喫茶店での僕と彼女の会話劇のつもりでいました。
魔女は7月に死ぬんだよ。と彼女が言い。
何故なら世界は神様が6日で作り最後の1日休息をしたのちに完成した。つまるところ、7は世界に等しく、故に完全な聖なる数字だと説き。半面、魔女は神様から最も程遠い存在だろ? だから魔女は7に呪われている、と彼女は結ぶ。
野球の7回攻撃の由来や1から10の数字の中で他の数字との関係を持たない孤高の数字だなんてことをつらつら二人で話し合いながらだらだらコーヒーを飲んだり、パフェを食べたり。ラッキーセブンから、獣の数字の話題に飛びながら、ただ言の葉の間で踊り合う。
やがて、会話は一回りして魔女は7月に死ぬ。言い換えれば7月以外には死なないんだよと、彼女は言い。己の胸を抉じ開け心臓を抉り出し僕へ渡す。告白とでもいうように。
「ほら、言ったとおりだろ」と微笑む。

ところが。
「魔女は7月に死ぬんだよ」
その後、なぜか彼女は満開の向日葵の前で微笑んでいたのです。
その瞬間。『あ、無理だ。これ』声に出ていました。彼女のしてやったりというような笑顔が見えました。
少なくとも1000や2000文字で収まる話ではないというのが何となく想像ついてしまいました。夏に出会い、秋に知り、冬に傷つき、春に……。そういう物語であるべきなのでしょう。そのうえでもう一度廻り来た夏にどのような選択を取るのかは、今のところ自分の中に明確な答えはないのですが。
しかし不思議で仕方がないのは。
よくキャラが勝手に動き出すとは言うものの。動き出すと言うほど書いてもいない筈なのです、彼女を。
それこそ「魔女は7月に死ぬんだよ」この一言を語らせただけです。
確かに魔女という『謎めいた女性』という属性は与えていましたが、それすら投げ捨てて太陽の下白のワンピースに麦わら帽子という魔女からかけ離れた格好までしてくれました。肝心なことは語らないと言う私の中にある魔女のイメージだけは守ってくれたようですが。

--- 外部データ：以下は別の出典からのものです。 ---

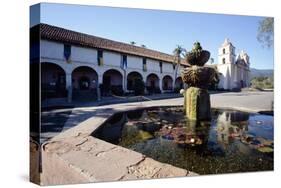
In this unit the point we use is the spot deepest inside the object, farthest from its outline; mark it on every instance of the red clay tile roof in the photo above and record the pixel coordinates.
(54, 33)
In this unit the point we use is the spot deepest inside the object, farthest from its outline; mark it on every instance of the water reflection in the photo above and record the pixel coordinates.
(232, 142)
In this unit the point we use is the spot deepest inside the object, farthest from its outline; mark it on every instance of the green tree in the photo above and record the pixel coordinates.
(139, 87)
(266, 32)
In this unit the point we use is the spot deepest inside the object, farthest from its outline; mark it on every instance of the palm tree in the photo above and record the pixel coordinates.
(133, 43)
(178, 52)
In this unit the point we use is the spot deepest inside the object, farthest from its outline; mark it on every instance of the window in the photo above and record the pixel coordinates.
(67, 51)
(100, 57)
(124, 62)
(144, 64)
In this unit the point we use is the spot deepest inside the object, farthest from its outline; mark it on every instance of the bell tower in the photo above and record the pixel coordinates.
(226, 65)
(226, 53)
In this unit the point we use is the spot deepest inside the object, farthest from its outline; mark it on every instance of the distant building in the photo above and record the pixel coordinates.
(234, 69)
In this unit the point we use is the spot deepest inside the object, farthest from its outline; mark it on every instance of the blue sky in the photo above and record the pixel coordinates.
(163, 30)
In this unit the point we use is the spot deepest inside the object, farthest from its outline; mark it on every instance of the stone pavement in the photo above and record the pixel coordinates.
(74, 156)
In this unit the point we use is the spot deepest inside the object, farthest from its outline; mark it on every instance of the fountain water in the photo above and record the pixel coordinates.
(197, 77)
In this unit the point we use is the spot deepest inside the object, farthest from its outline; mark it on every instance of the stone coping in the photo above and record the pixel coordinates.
(74, 156)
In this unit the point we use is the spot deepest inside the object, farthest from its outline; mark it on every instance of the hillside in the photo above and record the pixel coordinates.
(261, 73)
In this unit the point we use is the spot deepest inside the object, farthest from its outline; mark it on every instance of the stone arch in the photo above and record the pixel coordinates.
(167, 83)
(131, 78)
(84, 78)
(153, 83)
(112, 82)
(53, 81)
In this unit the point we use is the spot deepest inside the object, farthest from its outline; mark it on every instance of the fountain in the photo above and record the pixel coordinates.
(198, 77)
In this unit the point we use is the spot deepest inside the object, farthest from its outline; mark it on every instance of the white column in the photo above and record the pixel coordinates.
(100, 81)
(125, 82)
(160, 84)
(69, 87)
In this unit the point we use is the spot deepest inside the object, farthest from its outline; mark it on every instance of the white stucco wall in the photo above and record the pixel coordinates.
(84, 55)
(152, 65)
(167, 67)
(51, 49)
(111, 58)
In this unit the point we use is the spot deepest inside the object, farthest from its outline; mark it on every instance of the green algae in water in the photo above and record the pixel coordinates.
(231, 142)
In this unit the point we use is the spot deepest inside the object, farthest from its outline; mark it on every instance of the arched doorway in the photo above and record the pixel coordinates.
(167, 83)
(178, 84)
(84, 83)
(53, 81)
(133, 80)
(112, 83)
(152, 83)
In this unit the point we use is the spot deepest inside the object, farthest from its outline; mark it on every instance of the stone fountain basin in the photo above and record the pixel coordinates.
(197, 76)
(75, 156)
(200, 60)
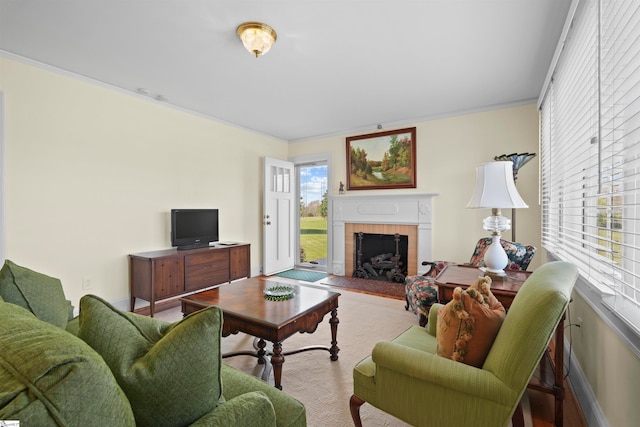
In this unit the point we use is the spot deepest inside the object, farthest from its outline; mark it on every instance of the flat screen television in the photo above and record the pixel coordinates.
(193, 228)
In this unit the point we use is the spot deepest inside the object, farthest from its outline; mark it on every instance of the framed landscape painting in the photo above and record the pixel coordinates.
(382, 160)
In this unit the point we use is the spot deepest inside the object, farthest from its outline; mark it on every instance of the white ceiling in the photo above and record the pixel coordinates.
(337, 67)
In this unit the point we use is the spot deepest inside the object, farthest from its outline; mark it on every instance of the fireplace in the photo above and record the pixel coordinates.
(380, 256)
(404, 214)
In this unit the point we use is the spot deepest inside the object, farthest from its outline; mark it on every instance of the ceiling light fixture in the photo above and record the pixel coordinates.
(257, 37)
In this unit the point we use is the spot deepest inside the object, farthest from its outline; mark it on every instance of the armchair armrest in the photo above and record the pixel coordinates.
(435, 374)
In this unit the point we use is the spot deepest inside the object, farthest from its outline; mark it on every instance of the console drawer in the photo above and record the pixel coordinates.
(206, 269)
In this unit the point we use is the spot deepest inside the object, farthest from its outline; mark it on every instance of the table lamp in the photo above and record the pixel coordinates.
(496, 190)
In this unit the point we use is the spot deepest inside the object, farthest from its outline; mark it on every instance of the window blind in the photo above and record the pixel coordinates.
(590, 152)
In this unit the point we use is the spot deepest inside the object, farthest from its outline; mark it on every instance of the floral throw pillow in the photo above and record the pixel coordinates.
(469, 323)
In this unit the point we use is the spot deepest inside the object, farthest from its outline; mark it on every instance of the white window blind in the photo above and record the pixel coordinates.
(590, 152)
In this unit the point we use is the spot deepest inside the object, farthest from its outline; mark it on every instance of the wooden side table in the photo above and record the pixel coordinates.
(549, 377)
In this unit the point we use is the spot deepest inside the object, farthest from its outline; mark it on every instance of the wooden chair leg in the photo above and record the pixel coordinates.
(354, 405)
(518, 417)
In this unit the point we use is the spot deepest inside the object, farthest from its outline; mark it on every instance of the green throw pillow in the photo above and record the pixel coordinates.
(49, 377)
(40, 294)
(169, 372)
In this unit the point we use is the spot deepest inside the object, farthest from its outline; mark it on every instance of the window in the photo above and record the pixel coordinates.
(590, 152)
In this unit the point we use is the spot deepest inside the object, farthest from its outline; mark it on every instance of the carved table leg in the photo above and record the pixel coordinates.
(261, 351)
(334, 334)
(354, 405)
(277, 359)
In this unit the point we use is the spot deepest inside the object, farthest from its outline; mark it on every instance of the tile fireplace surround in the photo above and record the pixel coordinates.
(407, 214)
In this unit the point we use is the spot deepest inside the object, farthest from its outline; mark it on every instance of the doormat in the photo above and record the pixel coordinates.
(304, 275)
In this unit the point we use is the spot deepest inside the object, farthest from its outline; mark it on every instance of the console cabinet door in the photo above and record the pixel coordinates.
(206, 269)
(239, 262)
(168, 277)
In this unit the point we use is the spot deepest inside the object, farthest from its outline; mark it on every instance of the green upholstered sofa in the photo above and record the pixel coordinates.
(406, 378)
(108, 367)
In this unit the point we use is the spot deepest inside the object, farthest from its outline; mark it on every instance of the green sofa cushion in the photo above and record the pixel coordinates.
(251, 409)
(289, 411)
(50, 377)
(169, 372)
(40, 294)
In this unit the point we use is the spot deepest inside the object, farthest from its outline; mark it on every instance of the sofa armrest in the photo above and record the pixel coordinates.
(435, 374)
(433, 319)
(252, 409)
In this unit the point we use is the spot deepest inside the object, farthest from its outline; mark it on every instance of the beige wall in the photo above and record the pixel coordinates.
(448, 151)
(611, 368)
(91, 174)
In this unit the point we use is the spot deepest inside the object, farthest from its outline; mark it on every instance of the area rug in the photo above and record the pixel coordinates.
(304, 275)
(373, 287)
(323, 386)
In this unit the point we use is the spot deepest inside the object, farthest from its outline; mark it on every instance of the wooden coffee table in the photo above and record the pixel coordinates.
(245, 309)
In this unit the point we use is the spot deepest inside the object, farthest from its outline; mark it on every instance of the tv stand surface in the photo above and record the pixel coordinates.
(189, 247)
(169, 273)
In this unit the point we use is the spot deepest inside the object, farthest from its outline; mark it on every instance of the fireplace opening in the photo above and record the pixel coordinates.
(380, 256)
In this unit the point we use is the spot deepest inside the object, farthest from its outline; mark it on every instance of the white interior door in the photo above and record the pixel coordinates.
(278, 252)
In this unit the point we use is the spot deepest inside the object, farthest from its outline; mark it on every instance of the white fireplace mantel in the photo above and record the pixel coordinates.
(407, 208)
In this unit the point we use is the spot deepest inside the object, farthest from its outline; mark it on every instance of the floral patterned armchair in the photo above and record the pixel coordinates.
(421, 292)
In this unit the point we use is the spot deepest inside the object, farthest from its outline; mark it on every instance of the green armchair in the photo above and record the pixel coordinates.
(407, 379)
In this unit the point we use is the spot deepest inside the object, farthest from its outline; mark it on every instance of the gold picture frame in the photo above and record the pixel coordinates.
(382, 160)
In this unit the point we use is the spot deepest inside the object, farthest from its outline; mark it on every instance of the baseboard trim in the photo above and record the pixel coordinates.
(582, 390)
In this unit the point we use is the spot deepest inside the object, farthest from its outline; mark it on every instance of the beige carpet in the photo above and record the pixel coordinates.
(324, 387)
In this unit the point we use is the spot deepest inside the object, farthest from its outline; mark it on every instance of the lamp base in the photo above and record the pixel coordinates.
(495, 258)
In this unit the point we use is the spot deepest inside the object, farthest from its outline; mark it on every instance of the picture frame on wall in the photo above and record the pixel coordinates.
(382, 160)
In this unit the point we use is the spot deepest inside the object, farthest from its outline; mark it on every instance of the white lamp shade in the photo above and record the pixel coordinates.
(495, 187)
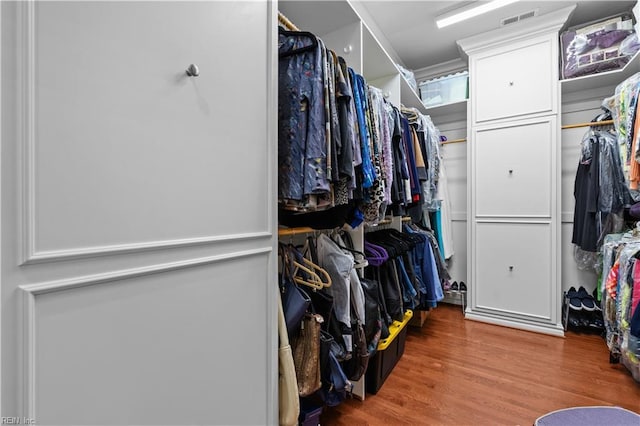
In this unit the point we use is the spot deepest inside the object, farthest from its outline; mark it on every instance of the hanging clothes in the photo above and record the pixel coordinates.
(302, 143)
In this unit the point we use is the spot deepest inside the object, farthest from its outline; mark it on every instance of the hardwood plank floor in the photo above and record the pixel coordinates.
(461, 372)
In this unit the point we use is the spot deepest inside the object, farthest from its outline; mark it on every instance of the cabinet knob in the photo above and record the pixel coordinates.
(193, 70)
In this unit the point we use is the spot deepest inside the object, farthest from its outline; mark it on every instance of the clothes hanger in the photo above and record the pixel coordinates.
(360, 261)
(317, 278)
(292, 268)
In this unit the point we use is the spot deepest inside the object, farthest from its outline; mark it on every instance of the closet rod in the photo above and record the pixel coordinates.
(284, 232)
(454, 141)
(286, 22)
(588, 124)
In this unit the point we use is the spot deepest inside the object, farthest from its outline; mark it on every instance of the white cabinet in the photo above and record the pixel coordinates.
(513, 165)
(518, 80)
(514, 267)
(513, 168)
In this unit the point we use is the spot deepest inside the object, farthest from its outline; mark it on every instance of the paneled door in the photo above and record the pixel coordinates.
(137, 212)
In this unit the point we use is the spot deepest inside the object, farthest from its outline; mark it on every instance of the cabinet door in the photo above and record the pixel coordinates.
(138, 212)
(521, 80)
(513, 169)
(513, 269)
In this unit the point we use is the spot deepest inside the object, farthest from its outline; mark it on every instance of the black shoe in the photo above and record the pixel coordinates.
(586, 300)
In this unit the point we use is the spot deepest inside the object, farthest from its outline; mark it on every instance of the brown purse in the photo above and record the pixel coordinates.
(306, 354)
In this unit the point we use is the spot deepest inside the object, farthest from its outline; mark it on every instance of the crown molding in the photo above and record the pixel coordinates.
(550, 22)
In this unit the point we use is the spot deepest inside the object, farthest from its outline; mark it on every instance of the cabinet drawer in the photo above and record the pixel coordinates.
(513, 269)
(515, 82)
(513, 169)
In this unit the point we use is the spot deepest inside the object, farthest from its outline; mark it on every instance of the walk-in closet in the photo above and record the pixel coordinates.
(305, 212)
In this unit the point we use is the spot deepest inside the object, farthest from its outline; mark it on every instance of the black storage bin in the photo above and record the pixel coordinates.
(389, 352)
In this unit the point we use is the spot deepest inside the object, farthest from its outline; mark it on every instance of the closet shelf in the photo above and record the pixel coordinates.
(285, 232)
(605, 79)
(459, 107)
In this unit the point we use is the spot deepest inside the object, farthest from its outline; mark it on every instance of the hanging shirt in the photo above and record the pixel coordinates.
(302, 143)
(359, 94)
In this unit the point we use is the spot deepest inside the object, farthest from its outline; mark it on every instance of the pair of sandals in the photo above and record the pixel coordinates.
(581, 300)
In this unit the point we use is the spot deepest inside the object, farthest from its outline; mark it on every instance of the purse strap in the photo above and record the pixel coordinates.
(282, 326)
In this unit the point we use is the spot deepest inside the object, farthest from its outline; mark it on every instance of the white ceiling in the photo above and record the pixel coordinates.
(410, 27)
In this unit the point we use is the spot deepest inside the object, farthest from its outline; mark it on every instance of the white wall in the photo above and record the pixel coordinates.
(138, 262)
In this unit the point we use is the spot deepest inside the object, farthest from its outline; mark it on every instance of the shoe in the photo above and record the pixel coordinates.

どーしてこうなった。わずか777文字の間何度呟いたか。
書ききれないと分かった時点で、いくつか浮かんだ場面を抜き取って僕のフラッシュバックとしてまとめると決めました。どうせなら777に収めようと、余計なことも考えました。結果としてダイジェストの様な断片の様なそんな、彼女と僕との間に何があったのか、欠片も触れる事のない物語です。
恐怖であったのか恋愛であったのか。いやこちらは、元々の想定でもよく分からなかったのかもしれませんが。
書ききれない時点で、最初の構想に戻せばよかったとは分かっています。そちらであれば多分2000字くらいで収まっていたでしょう。
けれど、そうする気分になれませんでした。
彼女が向日葵の前で微笑んでいたのには何か意味があったのだろうと。そんな風に思うのです。思いついて書いたのは私自身なのですが。そんな風に思うのです。
怠惰。というべきかもしれません。物語はピリオドをつけてこそ物語であるのですから、終わりは語られるべきものです。
ただ、ひょっとしたら書かれるべきだと思ってもらえることにも、意味や意義があるのではないか、なんてことを思いもするのです。
いや、まぁ、いいわけでしかないと言うのは重々承知しているのですけれども。
そんな訳なので、未来の僕がいずれ形にするのでしょう。切り取った季節の1幕かもしれないし、終わったその先の後日談かもしれませんが。